The forward-looking statements and information in this press release include information relating to the business plans of Hansa, Target and the Resulting Issuer, the pro forma capital structure of the Resulting Issuer, and the Transaction (including Exchange approval and the closing of the Transaction),the proposed director and officer changes of the Resulting Issuer, the proposed Consolidation, the proposed name change of the Resulting Issuer and statements relating to the Property, the La Higuera region and management’s beliefs regarding the prospect of discovering a copper-cobalt-gold deposit on the Property; and the Company’s expectation of filing a filing statement in connection with the Transaction.
Such statements and information reflect the current view of Hansa. Risks and uncertainties that may cause actual results to differ materially from those contemplated in those forward-looking statements and information.
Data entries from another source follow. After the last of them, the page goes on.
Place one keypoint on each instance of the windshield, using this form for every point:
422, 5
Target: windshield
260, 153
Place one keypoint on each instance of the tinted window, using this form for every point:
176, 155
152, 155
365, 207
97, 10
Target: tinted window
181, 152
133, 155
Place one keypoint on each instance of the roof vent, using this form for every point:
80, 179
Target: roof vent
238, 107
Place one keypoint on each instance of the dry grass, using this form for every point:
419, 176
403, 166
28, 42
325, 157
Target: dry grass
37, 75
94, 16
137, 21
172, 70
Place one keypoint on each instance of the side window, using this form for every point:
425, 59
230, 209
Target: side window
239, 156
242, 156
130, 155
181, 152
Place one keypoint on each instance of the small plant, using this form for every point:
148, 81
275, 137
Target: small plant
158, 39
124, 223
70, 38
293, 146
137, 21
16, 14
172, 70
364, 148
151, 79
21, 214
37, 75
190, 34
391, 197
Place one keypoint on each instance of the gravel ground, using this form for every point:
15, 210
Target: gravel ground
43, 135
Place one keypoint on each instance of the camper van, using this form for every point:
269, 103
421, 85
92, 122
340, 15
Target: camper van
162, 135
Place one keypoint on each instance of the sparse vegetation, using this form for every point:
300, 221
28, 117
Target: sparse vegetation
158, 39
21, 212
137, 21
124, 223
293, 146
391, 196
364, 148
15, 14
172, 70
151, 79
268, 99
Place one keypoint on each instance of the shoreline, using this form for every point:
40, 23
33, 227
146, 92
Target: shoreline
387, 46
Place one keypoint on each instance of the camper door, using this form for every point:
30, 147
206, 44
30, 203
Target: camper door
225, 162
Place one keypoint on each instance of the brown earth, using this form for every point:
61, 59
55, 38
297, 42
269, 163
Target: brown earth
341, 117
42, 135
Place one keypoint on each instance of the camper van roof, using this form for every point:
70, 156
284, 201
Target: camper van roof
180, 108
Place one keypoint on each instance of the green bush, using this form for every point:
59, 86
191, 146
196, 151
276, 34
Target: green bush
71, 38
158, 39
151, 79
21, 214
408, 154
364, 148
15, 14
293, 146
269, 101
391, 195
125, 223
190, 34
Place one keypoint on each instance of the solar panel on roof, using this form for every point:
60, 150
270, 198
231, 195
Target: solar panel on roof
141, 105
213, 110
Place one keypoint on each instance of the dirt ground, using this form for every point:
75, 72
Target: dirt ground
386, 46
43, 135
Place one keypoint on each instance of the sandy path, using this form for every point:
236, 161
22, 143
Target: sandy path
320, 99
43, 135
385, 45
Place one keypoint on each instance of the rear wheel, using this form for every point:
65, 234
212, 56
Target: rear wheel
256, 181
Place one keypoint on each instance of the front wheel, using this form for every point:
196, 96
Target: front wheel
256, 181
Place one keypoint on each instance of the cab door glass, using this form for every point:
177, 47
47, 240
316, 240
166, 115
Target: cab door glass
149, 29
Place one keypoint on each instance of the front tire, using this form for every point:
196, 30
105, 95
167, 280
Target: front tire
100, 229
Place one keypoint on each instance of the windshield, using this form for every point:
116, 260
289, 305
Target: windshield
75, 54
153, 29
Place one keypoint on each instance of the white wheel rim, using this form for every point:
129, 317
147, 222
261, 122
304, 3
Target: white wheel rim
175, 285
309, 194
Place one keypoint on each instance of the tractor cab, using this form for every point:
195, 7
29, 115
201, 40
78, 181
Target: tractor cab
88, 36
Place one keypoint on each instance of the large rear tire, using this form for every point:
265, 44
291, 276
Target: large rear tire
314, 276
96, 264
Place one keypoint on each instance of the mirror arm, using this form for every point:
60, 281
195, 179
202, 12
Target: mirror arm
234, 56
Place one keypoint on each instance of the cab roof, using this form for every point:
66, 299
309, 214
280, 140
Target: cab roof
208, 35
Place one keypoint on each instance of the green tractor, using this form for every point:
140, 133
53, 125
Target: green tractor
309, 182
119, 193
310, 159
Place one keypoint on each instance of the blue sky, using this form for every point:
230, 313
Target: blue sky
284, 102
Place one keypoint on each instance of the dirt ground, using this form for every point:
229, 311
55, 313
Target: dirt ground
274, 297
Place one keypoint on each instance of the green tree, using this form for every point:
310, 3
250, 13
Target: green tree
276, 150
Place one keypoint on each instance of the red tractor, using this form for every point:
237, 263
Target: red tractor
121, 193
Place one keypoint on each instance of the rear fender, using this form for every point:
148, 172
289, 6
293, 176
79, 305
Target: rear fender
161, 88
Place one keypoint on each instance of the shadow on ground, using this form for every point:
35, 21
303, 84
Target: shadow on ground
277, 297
By their nature, forward-looking statements involve known and unknown risks, uncertainties and other factors, which may cause our actual results, performance or achievements, or other future events, to be materially different from any future results, performance or achievements expressed or implied by such forward-looking statements. Such factors include, among others, the following risks:
there is no assurance that Hansa and Target will obtain all requisite approvals for the Transaction, including the approval of the Target Shareholders or the approval of the Exchange for the Transaction (which may be conditional upon amendments to the terms of the Transaction);
following completion of the Transaction, the Resulting Issuer may require additional financing from time to time in order to continue its operations. Financing may not be available when needed or on terms and conditions acceptable to the Resulting Issuer;
new laws or regulations could adversely affect the Resulting Issuer's business and results of operations; and
the stock markets have experienced volatility that often has been unrelated to the performance of companies. These fluctuations may adversely affect the price of the Resulting Issuer's securities, regardless of its operating performance.
There are a number of important factors that could cause the Resulting Issuer's actual results to differ materially from those indicated or implied by forward-looking statements and information. Such factors include, among others: limited business history of Target; the risk that future results of operation of Target do not meet expectations, disruptions or changes in the credit or security markets; results of operation activities; unanticipated costs and expenses, and general market and industry conditions.
Hansa cautions that the foregoing list of material factors is not exhaustive. When relying on the Company's forward-looking statements and information to make decisions, investors and others should carefully consider the foregoing factors and other uncertainties and potential events. Hansa has assumed that the material factors referred to in the previous paragraph will not cause such forward-looking statements and information to differ materially from actual results or events. However, the list of thesefactors is not exhaustive and is subject to change and there can be no assurance that such assumptions will reflect the actual outcome of such items or factors.
The forward-looking information contained in this press release represents the expectations of Hansa as of the date of this press release and, accordingly, is subject to change after such date. Readers should not place undue importance on forward looking information and should not rely upon this information as of any other date. While Hansa may elect to, it does not undertake to update this information at any particular time except as required in accordance with applicable laws.